Die beiden letzten Argumente überzeugen nicht. Wenn der Betroffene tatsächlich aus dem Helmesweg kommend auf die B 51 aufgefahren ist, spräche nicht gegen die Richtigkeit seiner Einlassung, dass er sich diesen Straßenabschnitt noch einmal ansah und Fotografien fertigte, um beweisen zu können, dass er ein geschwindigkeitsregelndes Schild nicht gesehen hat. Auf der Strecke von 250 m zwischen dem Helmesweg und der Messstelle kann ein Pkw Mercedes ohne Weiteres auf eine Geschwindigkeit von 108 km/h beschleunigt werden. Es bleibt also nur die Glaubwürdigkeit der beiden Polizeibeamten. Über die Person der Beifahrerin des Betroffenen und ihre Beziehung zu diesem finden sich in dem Urteil keine Feststellungen. Unter diesen Umständen kommt die Ansicht des Amtsgerichts, es sei nicht notwendig, die Beifahrerin 'in eine Falschaussage 'laufen' zu lassen', einer auch nach § 77 Abs. 2 Nr. 1 OWiG nicht mehr zulässigen vorweggenommenen Beweiswürdigung gleich.
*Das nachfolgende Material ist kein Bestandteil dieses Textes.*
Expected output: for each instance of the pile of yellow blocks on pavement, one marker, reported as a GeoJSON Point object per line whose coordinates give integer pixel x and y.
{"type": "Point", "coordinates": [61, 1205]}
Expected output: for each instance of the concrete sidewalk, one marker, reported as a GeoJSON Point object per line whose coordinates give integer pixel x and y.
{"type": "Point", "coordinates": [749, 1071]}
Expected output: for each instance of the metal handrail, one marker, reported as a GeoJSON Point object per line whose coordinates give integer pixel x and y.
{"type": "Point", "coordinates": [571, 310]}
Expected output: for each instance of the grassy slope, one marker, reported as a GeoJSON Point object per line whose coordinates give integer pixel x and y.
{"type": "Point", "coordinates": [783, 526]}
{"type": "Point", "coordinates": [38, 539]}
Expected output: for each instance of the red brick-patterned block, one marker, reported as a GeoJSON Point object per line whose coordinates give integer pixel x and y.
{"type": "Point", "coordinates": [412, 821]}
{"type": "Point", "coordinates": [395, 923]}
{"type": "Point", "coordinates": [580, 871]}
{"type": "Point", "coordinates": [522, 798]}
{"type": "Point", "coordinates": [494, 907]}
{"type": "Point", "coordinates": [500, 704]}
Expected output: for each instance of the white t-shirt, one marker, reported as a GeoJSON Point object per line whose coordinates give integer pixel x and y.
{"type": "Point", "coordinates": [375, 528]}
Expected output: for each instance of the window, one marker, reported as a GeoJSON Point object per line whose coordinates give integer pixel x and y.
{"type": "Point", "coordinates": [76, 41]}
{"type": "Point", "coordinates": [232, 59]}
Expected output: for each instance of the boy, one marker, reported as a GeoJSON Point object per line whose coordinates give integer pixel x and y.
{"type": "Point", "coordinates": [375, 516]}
Bei der neuen Entscheidung wird das Amtsgericht zu bedenken haben, dass eine Erhöhung der Dauer des Regelfahrverbots auf zwei Monate nicht allein damit begründet werden kann, dass der Betroffene die Tat knapp einen Monat nach Ablauf eines zuvor verhängten Fahrverbots begangen hat. Nach § 2 Abs. 2 Satz 2 BKatV ist Voraussetzung für die Verhängung eines Fahrverbots bei wiederholter Überschreitung der zulässigen Höchstgeschwindigkeit von mindestens 26 km/h, dass die neue Tat innerhalb eines Jahres nach der Rechtskraft der vorher gehenden Entscheidung begangen wird. Ebenso, wie es nicht angeht, von einem Fahrverbot abzusehen, wenn diese Frist fast abgelaufen ist, kann eine Verlängerung der Regelfrist nicht allein mit der Kürze der Zeit seit Wiedererhalt des Fahrverbots begründet werden. Das ergibt sich auch aus § 2 Abs. 2 Satz 1 BKatV.
Der Senat hat von der Möglichkeit Gebrauch gemacht, die Sache an eine andere Abteilung des Amtsgerichts zurückzuverweisen.